Sentinel-2 remote sensing image dataset was used to extract large and medium-sized roads in [25]. A split depth-wise separable graph convolutional network was proposed for vegetation cover and road extraction [26]. A cascaded attention-enhanced architecture was proposed to extract boundary-refined roads from remote sensing images and obtained state-of-the-art results on the high-resolution Massachusetts dataset [27]. The performance of deep learning models highly depends on the quantity and quality of the dataset. However, the datasets used in the previous studies were mostly at local or regional scales. Even though transfer learning and weakly supervised learning techniques can be used to alleviate this requirement [28], accurate extraction of large-scale road data remains challenging [29].

The main challenges in large-scale road detection include the variety of road and background appearance, limited road network labels, and expensive parallel computing power. As demonstrated in [30,31], the type of land cover influences the road extraction performance of the DCNNs. According to the No Free Lunch Theorem (NFLT) in machine learning, adapting to all kinds of research regions is commonly difficult for a deep learning-based model. Therefore, it is theoretically reasonable to establish a classification model that is specifically applied to a particular problem. Inspired by this, this paper proposes a background-adaptive road extraction framework, where the DCNN is trained for the specific regions with certain land use types. In our previous work [31], the OpenStreetMap (OSM) was used to automatically generate reliable ground truth of networks, and Esri 2020 Land Cover Dataset was taken as the background land cover information. The recent development of cloud-based computing platforms provides a flexible and economical option for establishing deep learning projects. In this study, the Google Earth Engine (GEE) and the machine learning platform Google Colaboratory were used to implement the proposed model.

The key scientific questions to be solved in this study are: (1) whether it is beneficial to train the deep learning-based road extraction models adaptively; (2) how to cluster the sample images according to their land cover types to achieve the best adaptive training performance; (3) what is the relationship between the performance of the deep learning-based road extraction algorithm and land cover type over the study area.

In order to answer the above problems, the remainder of this paper is structured as follows: First, we introduce the study area and dataset used in the experiment. Secondly, we describe our methods and experimental design in detail. Then, we present the experimental results, evaluation, and discussions. Finally, a conclusion is drawn, in which the above key scientific questions are answered.

2. Study Area and Dataset

2.1. Study Area

The study area in this paper is selected within the “One Belt and One Road” initiative region, which covers countries in Asia and Eastern Europe. Accurately obtaining changes in road networks contributes to the cooperation and development of countries in this region, aiding integration into a cohesive economic zone via infrastructure, cultural exchanges, and trade.
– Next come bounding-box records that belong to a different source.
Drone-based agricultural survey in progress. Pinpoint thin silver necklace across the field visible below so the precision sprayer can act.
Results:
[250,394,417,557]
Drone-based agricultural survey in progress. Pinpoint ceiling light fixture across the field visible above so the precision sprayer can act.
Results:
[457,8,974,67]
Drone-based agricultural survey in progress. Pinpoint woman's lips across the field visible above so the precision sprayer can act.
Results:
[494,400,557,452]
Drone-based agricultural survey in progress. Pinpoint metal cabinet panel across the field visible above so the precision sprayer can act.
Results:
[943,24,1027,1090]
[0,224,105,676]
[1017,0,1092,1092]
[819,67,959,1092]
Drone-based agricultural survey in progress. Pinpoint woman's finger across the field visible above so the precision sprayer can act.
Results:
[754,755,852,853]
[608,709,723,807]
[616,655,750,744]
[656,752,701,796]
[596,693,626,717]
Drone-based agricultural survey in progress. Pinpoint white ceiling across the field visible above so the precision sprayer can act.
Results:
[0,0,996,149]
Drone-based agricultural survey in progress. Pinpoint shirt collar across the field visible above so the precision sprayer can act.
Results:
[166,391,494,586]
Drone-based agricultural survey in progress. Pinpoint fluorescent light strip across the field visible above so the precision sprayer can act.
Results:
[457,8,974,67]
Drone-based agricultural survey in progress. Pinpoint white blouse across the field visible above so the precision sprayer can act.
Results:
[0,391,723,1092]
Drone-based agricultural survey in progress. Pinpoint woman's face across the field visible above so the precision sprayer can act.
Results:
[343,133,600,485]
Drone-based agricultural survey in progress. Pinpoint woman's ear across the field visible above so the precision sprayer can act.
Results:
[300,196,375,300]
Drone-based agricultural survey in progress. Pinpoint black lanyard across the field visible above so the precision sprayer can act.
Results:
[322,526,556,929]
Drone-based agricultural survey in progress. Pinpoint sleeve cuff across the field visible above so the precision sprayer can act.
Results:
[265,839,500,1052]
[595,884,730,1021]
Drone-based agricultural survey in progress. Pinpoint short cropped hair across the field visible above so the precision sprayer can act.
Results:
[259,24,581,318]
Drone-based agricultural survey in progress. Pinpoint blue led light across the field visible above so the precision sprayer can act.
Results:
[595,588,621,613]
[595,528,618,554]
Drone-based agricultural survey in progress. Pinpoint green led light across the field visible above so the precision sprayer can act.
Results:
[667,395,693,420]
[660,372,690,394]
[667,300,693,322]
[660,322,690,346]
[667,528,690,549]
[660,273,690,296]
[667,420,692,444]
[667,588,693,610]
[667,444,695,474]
As shown in Figure 1, the data samples with various land cover types were collected from randomly selected countries, including Mongolia, Russia, Cambodia, Armenia, and China. The statistics of the proportions of all land cover types in the study area are shown in Figure 2, showing that trees, crops, scrub/shrub, and built area account for a majority of the proportion. Bare ground, snow/ice, and clouds accounted for a relatively very little proportion.

2.2. Dataset

All the images in the datasets were clipped with a grid of 1024 × 1024 pixels, obtaining 6820 sample images in total. The datasets used in this study include Sentinel-2 image, Esri 2020 Land Cover, and OSM data, as shown in Table 1.

In this study, Sentinel-2 level-1C products provided by the European Space Agency were used to train the DCNN model. The (mostly) cloudless Sentinel-2 images of the study area were preprocessed using the Google Earth Engine (GEE) [32], where the visible bands (B2, B3, B4) with 10m resolution were used. Multiple images collected at different times for one year (1 January–1 December 2019) were median-filtered to obtain reliable images [33], under the assumption that the road regions are not changed. The mean filter allows for avoiding the over-saturation and underestimation of the vegetation due to phenological changes [34].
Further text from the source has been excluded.